Detailed Description
It should be noted that the following detailed description is exemplary and is intended to provide further explanation of the present disclosure. Unless defined otherwise, all technical and scientific terms used herein have the same meaning as commonly understood by one of ordinary skill in the art to which this disclosure belongs.
It is noted that the terminology used herein is for the purpose of describing particular embodiments only and is not intended to be limiting of exemplary embodiments in accordance with the present disclosure. As used herein, the singular is also intended to include the plural unless the context clearly indicates otherwise, and furthermore, it is to be understood that the terms "comprises" and/or "comprising" when used in this specification are taken to specify the presence of stated features, steps, operations, devices, components, and/or combinations thereof.

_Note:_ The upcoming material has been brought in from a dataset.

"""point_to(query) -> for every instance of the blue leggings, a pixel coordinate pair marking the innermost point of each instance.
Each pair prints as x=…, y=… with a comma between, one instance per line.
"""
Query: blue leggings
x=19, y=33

Embodiments of the present disclosure and features of embodiments may be combined with each other without conflict.
In order to make the technical scheme and advantages of the present disclosure more apparent, the present disclosure will be further described in detail below with reference to the accompanying drawings and specific embodiments.
FIG. 1 illustrates an exemplary system architecture 100 to which embodiments of the memory overflow event handling method or memory overflow event handling apparatus of the present disclosure may be applied.
As shown in fig. 1, system architecture 100 may include node 101, network 102, server 103, and database 104. Network 102 is the medium used to provide communication links between nodes 101 and servers 103 and databases 104. Network 102 may include various connection types such as wired, wireless communication links, or fiber optic cables, among others.
The operating system of node 101 may include a user state and a kernel state. The CPU in kernel mode can access any data and peripheral equipment, and can be switched from one program to another program, and the occupation of the CPU can not happen in preemption. The CPU in the user state can only access limited resources, can not directly access hardware devices such as a memory, and can only access the privileged resources by trapping into the kernel through system call. Node 101 may upload a log of node overflow events to database 104 when the node overflow event occurs. The node 101 may be connected to a display device to display information such as a log of the node overflow time.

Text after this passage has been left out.